Al respecto esta Sala de la Corte ha sostenido que « (…) las solicitudes para ser resueltas por los administradores de justicia en el interior de los procesos judiciales, no se rigen por el derecho de petición y la regulación de éste en el Código Contencioso Administrativo, ya que como ha puntualizado la jurisprudencia, las peticiones que presenten las partes y los intervinientes en asuntos relacionados con la litis tienen un trámite en el que se aplican las reglas del proceso» (Ver sentencias del 21 de septiembre de 2010, Rad. 23842 y del 16 de enero de 2012, Radicado 36089, entre otras).

Aun cuando lo anterior es suficiente para dar al traste con sus pedimentos, importa agregar que conforme a las documentales arrimadas por la autoridad judicial accionada, se observa que tal petición fue resuelta el pasado 15 de enero, en donde de manera clara y puntual se expusieron las razones por las cuales no era dable impartirle trámite a su solicitud, y que se condensan en que por tratarse en el fondo de una recusación, esta debía solicitarse a través de apoderado judicial, conforme lo exige el artículo 63 del C. de P. C..
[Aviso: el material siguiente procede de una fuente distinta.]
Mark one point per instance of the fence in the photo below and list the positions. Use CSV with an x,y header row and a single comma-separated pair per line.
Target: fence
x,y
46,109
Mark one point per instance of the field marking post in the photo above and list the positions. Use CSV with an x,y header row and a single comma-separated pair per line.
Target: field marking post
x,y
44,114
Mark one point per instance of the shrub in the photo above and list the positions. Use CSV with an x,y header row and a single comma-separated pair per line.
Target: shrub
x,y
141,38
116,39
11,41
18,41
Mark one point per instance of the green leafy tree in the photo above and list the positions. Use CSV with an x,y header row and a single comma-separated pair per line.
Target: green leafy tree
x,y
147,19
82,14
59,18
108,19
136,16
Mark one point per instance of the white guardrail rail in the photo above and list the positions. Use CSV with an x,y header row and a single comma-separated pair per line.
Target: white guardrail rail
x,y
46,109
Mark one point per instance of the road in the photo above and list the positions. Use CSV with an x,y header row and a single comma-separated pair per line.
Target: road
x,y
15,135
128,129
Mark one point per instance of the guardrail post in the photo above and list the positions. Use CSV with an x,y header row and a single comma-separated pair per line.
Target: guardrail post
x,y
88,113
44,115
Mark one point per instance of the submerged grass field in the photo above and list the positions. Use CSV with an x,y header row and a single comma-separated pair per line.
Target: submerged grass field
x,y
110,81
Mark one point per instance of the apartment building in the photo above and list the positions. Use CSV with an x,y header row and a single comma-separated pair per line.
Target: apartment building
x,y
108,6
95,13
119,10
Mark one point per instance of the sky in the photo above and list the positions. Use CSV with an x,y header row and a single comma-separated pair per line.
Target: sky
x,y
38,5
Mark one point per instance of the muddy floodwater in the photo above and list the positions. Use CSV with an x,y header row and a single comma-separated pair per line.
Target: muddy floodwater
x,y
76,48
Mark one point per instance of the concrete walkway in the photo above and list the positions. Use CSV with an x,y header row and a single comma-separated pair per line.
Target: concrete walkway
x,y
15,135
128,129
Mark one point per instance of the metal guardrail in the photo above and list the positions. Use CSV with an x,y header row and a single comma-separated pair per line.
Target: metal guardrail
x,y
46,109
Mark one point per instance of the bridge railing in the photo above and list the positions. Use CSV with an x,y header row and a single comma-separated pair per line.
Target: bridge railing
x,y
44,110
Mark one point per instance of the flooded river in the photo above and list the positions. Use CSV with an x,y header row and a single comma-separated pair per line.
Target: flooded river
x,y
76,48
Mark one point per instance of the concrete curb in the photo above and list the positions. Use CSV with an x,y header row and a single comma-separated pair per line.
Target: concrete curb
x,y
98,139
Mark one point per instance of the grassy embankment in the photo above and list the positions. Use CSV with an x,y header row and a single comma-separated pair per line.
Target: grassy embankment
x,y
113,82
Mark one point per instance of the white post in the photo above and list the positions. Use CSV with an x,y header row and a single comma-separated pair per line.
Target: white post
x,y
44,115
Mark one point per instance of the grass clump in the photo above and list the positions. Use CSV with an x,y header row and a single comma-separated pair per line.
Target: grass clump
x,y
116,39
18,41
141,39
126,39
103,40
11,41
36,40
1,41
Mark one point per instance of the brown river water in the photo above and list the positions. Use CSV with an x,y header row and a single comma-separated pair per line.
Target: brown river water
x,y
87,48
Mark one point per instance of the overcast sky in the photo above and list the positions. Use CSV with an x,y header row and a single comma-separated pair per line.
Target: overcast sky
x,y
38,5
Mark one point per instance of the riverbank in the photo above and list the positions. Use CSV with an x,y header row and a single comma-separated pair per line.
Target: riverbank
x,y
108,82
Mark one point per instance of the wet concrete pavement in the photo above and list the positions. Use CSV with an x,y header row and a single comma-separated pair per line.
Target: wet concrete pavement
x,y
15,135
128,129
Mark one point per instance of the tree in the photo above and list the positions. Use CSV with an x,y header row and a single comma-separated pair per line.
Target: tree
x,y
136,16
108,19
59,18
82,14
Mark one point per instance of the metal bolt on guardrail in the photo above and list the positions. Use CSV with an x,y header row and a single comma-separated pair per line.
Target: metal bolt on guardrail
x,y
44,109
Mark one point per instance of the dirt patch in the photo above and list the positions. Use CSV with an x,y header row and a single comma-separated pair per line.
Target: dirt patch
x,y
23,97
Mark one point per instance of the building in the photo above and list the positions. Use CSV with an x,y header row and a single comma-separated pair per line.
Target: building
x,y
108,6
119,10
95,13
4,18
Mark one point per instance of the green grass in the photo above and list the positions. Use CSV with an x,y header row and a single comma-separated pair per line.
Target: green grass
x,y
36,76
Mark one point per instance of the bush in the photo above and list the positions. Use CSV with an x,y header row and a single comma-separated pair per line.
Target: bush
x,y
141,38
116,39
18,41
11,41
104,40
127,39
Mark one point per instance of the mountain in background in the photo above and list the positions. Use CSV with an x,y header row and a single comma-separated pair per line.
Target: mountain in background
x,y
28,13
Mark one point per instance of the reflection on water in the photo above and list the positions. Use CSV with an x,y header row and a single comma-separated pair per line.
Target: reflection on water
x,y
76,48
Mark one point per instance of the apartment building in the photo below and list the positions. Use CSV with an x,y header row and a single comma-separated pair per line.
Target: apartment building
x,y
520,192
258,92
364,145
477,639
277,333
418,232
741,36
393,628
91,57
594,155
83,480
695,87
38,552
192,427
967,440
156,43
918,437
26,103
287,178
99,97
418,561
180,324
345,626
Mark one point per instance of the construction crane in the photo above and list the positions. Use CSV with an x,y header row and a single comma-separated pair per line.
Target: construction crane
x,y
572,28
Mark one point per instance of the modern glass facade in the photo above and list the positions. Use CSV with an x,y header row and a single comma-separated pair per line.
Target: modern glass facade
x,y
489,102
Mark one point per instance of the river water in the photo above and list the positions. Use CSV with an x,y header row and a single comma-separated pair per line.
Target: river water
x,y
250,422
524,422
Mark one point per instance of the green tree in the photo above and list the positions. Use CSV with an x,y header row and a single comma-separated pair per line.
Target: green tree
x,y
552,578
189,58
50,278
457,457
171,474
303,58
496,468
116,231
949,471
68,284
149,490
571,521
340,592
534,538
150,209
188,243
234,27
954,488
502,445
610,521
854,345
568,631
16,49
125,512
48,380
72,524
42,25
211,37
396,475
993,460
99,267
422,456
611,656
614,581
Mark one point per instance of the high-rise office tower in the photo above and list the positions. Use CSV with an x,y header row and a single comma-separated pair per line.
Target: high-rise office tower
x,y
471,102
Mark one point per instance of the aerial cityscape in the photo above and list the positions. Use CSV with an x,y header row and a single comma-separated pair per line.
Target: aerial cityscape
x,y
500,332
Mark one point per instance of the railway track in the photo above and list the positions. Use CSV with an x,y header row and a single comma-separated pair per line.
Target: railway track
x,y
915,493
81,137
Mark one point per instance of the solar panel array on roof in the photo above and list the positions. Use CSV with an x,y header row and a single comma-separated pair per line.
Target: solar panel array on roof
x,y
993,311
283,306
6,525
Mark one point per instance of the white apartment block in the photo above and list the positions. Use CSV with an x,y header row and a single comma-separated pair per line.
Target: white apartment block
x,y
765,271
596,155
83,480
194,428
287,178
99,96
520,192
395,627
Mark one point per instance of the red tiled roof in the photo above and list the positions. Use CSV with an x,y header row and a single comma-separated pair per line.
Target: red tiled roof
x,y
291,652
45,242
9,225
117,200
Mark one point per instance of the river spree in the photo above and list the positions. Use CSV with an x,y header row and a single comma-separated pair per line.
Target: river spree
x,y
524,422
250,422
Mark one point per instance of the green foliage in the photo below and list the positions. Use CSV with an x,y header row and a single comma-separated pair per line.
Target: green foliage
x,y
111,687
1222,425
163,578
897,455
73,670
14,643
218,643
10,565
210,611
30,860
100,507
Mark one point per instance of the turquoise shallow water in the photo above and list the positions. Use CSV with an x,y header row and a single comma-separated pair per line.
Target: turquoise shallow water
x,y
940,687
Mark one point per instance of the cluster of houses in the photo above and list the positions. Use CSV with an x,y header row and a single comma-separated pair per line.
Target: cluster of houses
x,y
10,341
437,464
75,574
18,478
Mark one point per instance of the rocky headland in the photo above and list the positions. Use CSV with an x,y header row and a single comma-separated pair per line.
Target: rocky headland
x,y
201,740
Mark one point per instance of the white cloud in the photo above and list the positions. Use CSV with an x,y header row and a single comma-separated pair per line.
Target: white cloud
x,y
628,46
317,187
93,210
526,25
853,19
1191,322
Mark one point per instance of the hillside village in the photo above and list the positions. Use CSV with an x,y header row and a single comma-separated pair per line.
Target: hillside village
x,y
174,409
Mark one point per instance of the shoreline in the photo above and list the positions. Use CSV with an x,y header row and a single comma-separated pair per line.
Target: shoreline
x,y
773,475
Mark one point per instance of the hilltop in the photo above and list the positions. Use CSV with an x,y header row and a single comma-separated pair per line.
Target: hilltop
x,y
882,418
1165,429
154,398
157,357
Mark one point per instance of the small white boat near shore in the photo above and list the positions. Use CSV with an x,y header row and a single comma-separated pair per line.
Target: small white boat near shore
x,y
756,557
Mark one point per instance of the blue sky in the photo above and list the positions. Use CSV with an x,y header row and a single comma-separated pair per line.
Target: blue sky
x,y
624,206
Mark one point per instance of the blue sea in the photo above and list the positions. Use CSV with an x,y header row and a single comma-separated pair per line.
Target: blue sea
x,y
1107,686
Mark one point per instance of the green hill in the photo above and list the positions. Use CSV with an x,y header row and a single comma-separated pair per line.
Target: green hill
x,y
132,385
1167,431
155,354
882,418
Siendo oportuno precisar que, pese a ello, tal petición fue tramitada de oficio por el magistrado, quien se manifestó impedido para conocer del asunto, el que fue declarado infundado por la Sala en determinación del 19 de enero de 2015, por lo que resulta indiscutible que hubo un pronunciamiento de fondo y siguiendo los cauces legales. Incluso, a fin de ahondar en razones, es claro que si el fin último perseguido con la acción de amparo no era otro que se resolviera un derecho de petición, el cual, como se manifestó, buscaba que el funcionario judicial al cual le fue repartido el proceso de impugnación de paternidad seguido por el aquí accionante, se abstuviera de decidir la instancia, la cual, conforme a las documentales que militan a folios 108 a 109 ya fue resuelta en audiencia pública del pasado 29 de enero, es claro que se configura lo que jurisprudencialmente se ha denominado «carencia actual de objeto» de la acción constitucional.

Finalmente, en relación al restante cuestionamiento que eleva el impugnante, y que recae precisamente en que en un aparte de dicho fallo, según afirma, se presentó « un error en su redacción » en cuanto al nombre de la demandada, situación que en su sentir muestra la falta de imparcialidad del magistrado ponente, por lo que reclama que se corrija dicho yerro y se « GARANTICE EN LA REDACCION DEL FALLO QUE CORRESPONDE A LA REALIDAD Y SE ME CERTIFIQUE QUE NO PRESENTA NINGUN VICIO EN SU FORMA Y FONDO»; para su desestimación basta señalar que se está introduciendo una nueva situación contra la autoridad accionada, por lo que no es susceptible de abordarse su estudio en esta sede, porque la acción de tutela, no obstante sus características brevedad y sumariedad, no es ajena a las reglas del debido proceso, el cual se desconocería, en este caso en particular, si la Sala se ocupa de un aspecto que no fue objeto de debate, el cual incluso solo fue puesto en conocimiento con posterioridad al fallo de primera instancia, por lo que sobre el mismo, lógicamente, la accionada, no tuvo la oportunidad de ejercer el derecho de defensa.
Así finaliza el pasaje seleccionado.